Foxtons has reported a slump in annual results, citing sales activity in London being “near historic lows”.
The estate agent reported overall group revenue for the 2017 calendar year of £117.6m, down from £132.7m in 2016. Profit before tax tumbled to £6.5m from £18.8m while its basic earnings per share slipped from 5.7p to just 1.9p last year.
“We are pleased to have delivered a performance in line with market expectations. However, sales activity in the London property market is near historic lows and this had a significant impact on our overall performance in 2017,” said chief executive Nic Budden.
“Looking ahead, we expect trading conditions to remain challenging during 2018, and our current sales pipeline is below where it was this time last year,” he added.
Foxton’s letting business performed better than its sales arm. Letting revenue fell by just 3 per cent to £66.3m but sales revenue plunge by 23 per cent to £42.6m.

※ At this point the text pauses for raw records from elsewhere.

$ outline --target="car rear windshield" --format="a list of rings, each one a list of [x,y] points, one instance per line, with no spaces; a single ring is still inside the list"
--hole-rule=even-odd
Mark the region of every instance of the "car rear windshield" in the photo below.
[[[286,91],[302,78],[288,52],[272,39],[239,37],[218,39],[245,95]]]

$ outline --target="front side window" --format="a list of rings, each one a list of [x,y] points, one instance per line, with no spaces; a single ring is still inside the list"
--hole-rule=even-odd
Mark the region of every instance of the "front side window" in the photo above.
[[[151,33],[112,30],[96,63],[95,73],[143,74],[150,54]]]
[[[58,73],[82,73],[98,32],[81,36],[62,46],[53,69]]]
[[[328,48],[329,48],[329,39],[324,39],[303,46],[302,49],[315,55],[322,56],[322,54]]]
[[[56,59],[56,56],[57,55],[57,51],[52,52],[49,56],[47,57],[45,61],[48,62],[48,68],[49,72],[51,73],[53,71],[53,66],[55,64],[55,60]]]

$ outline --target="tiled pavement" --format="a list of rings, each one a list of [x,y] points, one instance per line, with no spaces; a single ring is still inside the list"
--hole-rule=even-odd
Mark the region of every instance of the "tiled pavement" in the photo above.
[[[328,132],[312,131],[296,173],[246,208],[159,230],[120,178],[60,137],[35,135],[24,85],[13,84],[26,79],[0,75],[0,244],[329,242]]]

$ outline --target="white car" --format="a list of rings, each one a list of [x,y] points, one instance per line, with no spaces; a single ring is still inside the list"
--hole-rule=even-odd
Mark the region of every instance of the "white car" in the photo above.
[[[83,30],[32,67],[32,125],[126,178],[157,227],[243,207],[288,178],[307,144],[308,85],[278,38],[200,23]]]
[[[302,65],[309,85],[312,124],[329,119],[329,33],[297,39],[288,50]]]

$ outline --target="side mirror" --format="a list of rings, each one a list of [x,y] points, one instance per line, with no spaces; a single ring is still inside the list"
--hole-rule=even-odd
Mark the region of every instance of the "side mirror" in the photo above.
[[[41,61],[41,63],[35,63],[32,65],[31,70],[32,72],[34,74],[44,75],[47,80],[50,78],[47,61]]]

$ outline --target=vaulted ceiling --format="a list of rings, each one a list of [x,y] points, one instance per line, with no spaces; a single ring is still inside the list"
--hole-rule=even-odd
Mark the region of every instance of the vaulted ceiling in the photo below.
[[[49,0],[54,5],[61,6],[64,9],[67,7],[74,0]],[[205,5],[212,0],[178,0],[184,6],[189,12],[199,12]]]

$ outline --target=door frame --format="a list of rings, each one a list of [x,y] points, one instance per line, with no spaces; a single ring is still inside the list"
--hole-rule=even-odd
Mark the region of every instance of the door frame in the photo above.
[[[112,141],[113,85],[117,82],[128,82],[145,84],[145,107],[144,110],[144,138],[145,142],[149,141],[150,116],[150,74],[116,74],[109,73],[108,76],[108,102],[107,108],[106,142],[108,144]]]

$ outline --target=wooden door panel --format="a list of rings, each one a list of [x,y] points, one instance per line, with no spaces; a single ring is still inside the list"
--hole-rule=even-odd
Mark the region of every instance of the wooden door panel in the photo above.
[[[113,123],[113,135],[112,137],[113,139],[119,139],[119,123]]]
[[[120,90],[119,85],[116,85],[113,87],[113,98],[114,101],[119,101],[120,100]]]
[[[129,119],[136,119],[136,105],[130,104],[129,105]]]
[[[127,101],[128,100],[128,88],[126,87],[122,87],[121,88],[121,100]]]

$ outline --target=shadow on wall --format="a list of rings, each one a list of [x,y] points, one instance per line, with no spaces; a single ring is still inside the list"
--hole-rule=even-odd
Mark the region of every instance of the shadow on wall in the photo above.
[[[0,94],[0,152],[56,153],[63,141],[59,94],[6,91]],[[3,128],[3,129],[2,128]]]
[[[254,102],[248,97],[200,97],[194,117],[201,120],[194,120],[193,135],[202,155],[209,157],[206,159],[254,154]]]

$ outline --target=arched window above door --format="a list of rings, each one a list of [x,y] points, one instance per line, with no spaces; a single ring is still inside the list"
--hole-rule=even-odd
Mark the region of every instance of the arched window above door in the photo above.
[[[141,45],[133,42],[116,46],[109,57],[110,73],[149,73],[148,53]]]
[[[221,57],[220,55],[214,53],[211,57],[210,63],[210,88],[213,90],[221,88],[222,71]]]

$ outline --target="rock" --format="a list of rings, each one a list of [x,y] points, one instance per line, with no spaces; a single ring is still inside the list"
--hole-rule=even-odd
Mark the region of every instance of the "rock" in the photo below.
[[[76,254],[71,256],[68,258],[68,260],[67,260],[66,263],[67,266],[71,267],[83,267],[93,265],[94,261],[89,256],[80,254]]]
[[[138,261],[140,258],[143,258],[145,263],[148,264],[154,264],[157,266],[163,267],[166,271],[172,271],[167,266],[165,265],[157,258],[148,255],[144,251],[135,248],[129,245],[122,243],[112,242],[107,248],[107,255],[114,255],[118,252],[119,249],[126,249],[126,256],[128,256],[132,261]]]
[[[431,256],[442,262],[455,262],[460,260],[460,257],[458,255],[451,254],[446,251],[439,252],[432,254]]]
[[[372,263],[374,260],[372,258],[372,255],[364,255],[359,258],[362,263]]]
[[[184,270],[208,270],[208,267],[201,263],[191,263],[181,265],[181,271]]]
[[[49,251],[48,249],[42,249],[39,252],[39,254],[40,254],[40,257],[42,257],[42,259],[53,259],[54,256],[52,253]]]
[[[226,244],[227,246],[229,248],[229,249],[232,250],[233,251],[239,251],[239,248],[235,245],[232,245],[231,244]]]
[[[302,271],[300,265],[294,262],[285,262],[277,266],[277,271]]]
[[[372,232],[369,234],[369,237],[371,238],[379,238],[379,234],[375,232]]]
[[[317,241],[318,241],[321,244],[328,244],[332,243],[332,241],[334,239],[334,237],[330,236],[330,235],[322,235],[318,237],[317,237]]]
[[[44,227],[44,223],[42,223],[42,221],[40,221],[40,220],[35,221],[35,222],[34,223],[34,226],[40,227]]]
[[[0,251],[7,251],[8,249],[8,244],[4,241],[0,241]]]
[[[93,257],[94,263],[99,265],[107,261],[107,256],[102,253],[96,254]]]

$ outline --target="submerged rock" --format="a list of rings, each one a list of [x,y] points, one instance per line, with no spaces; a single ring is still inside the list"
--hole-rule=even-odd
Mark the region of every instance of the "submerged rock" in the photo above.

Nonetheless, the company said that London “has attractive long-term characteristics”. Mr Budden added “brand strength, coverage and approach, position us well to manage through the current market uncertainties and take advantage of any future market recovery”.
Earlier this month Rightmove said that London’s property market had moved out of its boom phase and that home-sellers now need to be more realistic about their price demands.
The real estate company’s February report showed that asking prices were down 1 per cent from a year earlier, representing a sixth consecutive fall.